While these books sound interesting, “amazing and incredibly influential achievement” sounds more like something someone might say about a President than a sci-fi author.
Larry Niven's most famous work Ringworld, inspired both of the massively popular games Magic the Gathering, and Halo: Combat Evolved.
I suspect that Niven and Fillmore have roughly equal name recognition, though, simply by the nature that Niven is still alive, and appears to be more consequential long term.
While Larry Niven is most famous for his hard science fiction, in the traditional sense of the term, he also has a fantasy universe, with a decent introduction at https://en.wikipedia.org/wiki/The_Magic_Goes_Away In this universe, magic is a finite quantity, which gets used up. The modern world is mundane not because magic is impossible, but because it was all used up.

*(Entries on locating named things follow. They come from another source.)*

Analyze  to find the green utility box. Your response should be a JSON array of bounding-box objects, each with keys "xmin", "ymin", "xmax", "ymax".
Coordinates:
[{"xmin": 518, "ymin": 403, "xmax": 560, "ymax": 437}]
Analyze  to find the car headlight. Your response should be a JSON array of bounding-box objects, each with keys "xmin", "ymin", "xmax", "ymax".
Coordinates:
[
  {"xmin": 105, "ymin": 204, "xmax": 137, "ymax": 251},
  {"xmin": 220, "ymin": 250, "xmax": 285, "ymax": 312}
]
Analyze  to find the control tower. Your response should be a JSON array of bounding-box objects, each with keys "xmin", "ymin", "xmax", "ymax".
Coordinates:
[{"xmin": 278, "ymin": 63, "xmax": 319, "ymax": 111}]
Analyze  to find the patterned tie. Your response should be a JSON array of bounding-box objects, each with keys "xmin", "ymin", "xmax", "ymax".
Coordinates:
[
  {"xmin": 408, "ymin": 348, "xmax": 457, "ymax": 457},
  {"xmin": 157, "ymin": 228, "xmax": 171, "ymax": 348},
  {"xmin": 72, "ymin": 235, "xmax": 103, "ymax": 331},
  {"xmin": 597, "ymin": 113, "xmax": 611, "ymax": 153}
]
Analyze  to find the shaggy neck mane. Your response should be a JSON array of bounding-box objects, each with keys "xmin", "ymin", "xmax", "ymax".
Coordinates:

(It would be interesting if he ever wrote the story set in this universe, after the modern times, in which humanity gets out to space, and, uh, hey guyz, magic kinda... works out here... what the heck? It wouldn't necessarily take long to figure out what the deal is with Earth being a dead zone, but it would cause some interesting political upheaval as suddenly the sparse space colonies that nobody thought were worth anything and barely even worth the effort became industrial powerhouses as the only place where magic works... and not just the tame, dying magic of Niven's stories, but the original wild, abundant magic the stories claimed Earth initially had.)
Likely more people (inside the US and outside too) are more familiar with Fillmore St. in San Francisco[1], which is named for President Fillmore, and its famous theater / music venue of the same name.